4 answers

Should I stay or should I go?

Asked Webster, New York

I am a junior in college studying psychology. I plan to go to graduate school to attain a Ph.D. in clinical psychology. I have heard people say that it is very difficult to get into clinical psychology programs as a student right out of college because they want their students to have some experience in the field (i.e. research, clinical experience, etc.) Is this true? What do professionals in the field advise I do? In other words should I take a chance and apply to graduate schools right out of college or should I wait 1-2 years and gain that extra "experience" it seems people are saying I should have?

#graduateschool #phd #psychology #clinical-psychology #research

4 answers

Linda Ann’s Answer

Updated
Hi Imani, As a recently retired faculty member from a small private university with a masters degree program in Health Psychology, I have two recommendations for you. Explore both doctoral level and masters level programs now. Begin studying for the GRE now (you should take it over the summer before your senior year). If you are not already working with a faculty member on their research program, start this semester.
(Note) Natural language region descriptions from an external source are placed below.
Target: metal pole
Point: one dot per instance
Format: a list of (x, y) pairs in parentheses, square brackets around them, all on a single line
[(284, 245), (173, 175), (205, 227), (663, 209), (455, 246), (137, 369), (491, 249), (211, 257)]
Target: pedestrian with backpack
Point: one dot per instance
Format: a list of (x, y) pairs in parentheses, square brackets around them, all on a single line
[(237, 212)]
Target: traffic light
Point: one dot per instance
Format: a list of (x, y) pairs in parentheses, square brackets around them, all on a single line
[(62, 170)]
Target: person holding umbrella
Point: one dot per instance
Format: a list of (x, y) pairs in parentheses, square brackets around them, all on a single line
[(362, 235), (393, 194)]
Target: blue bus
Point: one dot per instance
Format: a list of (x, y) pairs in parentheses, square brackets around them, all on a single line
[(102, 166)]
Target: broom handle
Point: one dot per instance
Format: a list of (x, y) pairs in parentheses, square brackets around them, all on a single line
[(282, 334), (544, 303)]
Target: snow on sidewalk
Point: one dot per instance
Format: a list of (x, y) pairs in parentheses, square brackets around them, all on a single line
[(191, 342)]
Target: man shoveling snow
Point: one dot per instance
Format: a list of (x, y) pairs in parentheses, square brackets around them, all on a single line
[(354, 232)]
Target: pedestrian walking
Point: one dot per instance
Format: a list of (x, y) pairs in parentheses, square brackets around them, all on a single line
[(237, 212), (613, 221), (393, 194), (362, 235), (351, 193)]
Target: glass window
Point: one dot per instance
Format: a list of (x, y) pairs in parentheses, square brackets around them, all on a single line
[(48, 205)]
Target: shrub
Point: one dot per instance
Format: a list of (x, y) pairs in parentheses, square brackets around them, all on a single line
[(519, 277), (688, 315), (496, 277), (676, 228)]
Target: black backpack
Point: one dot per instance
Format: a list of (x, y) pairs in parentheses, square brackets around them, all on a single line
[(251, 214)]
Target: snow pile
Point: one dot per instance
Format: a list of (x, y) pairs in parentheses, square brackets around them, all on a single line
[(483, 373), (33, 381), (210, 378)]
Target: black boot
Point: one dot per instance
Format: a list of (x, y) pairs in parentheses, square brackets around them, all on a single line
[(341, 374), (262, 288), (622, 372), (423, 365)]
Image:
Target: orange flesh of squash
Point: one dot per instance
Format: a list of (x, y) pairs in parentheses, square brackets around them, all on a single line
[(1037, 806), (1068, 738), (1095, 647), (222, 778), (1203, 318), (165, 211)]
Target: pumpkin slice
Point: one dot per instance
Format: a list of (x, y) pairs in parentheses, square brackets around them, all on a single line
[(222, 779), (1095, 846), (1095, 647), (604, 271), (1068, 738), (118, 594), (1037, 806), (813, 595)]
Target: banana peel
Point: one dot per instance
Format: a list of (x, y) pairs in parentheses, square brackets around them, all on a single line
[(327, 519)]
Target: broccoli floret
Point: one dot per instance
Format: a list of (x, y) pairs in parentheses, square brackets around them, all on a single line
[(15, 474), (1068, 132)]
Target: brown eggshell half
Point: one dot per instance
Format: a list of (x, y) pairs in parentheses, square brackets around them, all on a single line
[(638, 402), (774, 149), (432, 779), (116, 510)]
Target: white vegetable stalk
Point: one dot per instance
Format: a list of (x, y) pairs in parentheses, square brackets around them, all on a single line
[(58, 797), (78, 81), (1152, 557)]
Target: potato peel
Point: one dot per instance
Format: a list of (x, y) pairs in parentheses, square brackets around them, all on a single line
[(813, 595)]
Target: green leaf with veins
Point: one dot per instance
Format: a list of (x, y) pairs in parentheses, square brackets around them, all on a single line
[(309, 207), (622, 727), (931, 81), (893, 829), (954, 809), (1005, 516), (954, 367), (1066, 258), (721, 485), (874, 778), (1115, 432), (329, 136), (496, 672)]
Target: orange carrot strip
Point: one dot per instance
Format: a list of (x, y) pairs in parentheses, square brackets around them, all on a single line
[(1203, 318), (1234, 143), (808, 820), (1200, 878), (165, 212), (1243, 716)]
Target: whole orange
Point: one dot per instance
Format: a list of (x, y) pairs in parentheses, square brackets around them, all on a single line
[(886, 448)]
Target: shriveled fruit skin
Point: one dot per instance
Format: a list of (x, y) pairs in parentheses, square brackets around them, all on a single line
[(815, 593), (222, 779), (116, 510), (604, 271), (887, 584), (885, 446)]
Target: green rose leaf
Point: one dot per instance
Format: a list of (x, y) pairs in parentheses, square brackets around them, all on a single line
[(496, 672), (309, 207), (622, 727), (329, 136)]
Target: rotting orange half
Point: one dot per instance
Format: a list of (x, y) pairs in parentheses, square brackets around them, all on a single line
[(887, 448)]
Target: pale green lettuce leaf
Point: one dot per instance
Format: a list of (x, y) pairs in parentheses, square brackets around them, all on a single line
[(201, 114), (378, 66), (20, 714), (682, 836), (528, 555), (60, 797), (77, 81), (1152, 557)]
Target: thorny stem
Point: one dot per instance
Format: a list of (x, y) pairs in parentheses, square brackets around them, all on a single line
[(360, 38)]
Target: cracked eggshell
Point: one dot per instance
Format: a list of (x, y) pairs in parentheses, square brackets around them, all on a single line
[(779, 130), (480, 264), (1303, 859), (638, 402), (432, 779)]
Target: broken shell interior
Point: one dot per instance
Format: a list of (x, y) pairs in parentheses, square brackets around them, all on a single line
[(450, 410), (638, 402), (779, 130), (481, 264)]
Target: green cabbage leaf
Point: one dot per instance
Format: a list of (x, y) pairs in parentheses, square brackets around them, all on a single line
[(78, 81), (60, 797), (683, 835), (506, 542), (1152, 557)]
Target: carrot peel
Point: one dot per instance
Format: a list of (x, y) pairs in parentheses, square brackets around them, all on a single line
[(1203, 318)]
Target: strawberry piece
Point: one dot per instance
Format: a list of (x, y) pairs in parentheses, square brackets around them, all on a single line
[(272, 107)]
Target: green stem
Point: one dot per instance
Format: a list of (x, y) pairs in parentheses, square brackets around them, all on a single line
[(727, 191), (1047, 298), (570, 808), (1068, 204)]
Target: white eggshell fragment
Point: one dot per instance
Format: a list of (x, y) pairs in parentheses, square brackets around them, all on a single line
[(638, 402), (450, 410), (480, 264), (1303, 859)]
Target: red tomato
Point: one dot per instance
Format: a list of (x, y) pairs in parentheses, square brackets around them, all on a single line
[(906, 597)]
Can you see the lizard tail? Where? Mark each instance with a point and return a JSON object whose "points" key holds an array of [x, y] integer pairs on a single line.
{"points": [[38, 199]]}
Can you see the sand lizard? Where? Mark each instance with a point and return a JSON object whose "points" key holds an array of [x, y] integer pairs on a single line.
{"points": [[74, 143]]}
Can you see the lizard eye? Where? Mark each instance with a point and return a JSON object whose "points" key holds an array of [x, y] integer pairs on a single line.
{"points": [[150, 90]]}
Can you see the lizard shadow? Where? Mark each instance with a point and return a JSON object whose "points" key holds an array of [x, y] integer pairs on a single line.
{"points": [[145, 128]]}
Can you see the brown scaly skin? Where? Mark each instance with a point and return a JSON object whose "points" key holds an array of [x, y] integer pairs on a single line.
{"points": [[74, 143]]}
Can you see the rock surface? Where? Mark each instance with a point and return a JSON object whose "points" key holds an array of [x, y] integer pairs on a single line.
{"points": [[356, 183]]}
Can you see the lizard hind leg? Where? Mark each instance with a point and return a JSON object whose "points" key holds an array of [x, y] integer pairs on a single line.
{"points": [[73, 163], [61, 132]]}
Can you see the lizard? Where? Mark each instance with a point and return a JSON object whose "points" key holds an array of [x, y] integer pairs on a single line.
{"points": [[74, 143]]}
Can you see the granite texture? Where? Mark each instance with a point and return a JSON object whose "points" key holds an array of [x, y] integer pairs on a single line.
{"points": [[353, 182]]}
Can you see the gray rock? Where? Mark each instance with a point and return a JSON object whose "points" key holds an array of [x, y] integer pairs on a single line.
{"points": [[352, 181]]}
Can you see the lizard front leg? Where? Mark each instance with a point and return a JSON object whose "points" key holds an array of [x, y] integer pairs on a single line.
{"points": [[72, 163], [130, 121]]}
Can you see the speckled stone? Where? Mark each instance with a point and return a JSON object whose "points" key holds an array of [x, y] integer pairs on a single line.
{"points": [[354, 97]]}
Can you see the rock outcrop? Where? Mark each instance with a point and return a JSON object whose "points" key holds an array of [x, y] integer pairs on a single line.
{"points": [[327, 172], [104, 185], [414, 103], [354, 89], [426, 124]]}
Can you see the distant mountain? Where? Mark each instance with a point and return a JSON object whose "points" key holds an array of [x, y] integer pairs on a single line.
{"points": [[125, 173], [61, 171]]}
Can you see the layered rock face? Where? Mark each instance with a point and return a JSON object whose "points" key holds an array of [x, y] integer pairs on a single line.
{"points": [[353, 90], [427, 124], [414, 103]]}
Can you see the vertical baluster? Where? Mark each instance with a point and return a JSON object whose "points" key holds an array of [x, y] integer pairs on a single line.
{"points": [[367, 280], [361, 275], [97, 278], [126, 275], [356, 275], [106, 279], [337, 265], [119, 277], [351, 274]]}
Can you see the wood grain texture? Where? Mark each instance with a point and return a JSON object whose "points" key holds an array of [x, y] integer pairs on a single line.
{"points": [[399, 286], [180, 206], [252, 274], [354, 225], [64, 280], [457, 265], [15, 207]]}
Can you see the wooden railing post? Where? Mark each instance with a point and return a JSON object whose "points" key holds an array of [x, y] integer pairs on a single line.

Apply to both doctoral and masters level programs after receiving your GRE scores. Many programs indicate the typical GRE scores for their entering class on the school's website. Target applications that are aligned with your scores- otherwise you are wasting your money. Apply to at least 15 programs to increase your acceptance. If you aren't accepted into a doctoral program, go with a quality masters program. That is one that requires you to do independent research. Your chances of acceptance are greater with the completion of a masters thesis into a PhD program! I say this having worked with numerous grad students who weren't successful with admission with just a BS in psychology. Good luck!! Have a great career, too.

Dr. Ray’s Answer

Updated Fort Worth, Texas
Dear Imani, I have been away from academia for many years, but in the past many programs did not especially want applicants with previous experience, since they wanted to mold students in their image. Also, jobs in mental health for people with bachelor's degrees are very limited. Finally, if your grades are good and you have recommendations from professors your lack of experience probably won't count for much, even with programs which value it. i agree with Debra that you can apply to graduate schools in your senior year and if you are not accepted for some reason you can look for work in the field. I wish you the best in your career pursuits. Ray Finn, Ph.D.

Debra’s Answer

Updated Roswell, Georgia
Hi Imani - you could simply do both. Apply to graduate programs in your Sr year... and if you don't get accepted, simply wait, get some experience, and then apply again. Many doctoral programs want students with some previous experience, that's true, but that isn't the only consideration when deciding which students to accept. Different programs sometimes look for different things. One of the most useful things to have when applying is a letter of recommendation from someone who graduated from the program you are applying for. That can go a long way.

Steve’s Answer

Updated DeKalb, Illinois

I don't know your field, but I do know for other professions, they suggest getting summer work experience and/or working with a professor while you are an undergraduate. Doing that can provide good work experience and also helps let you know that you want to stay on the career path that you are on.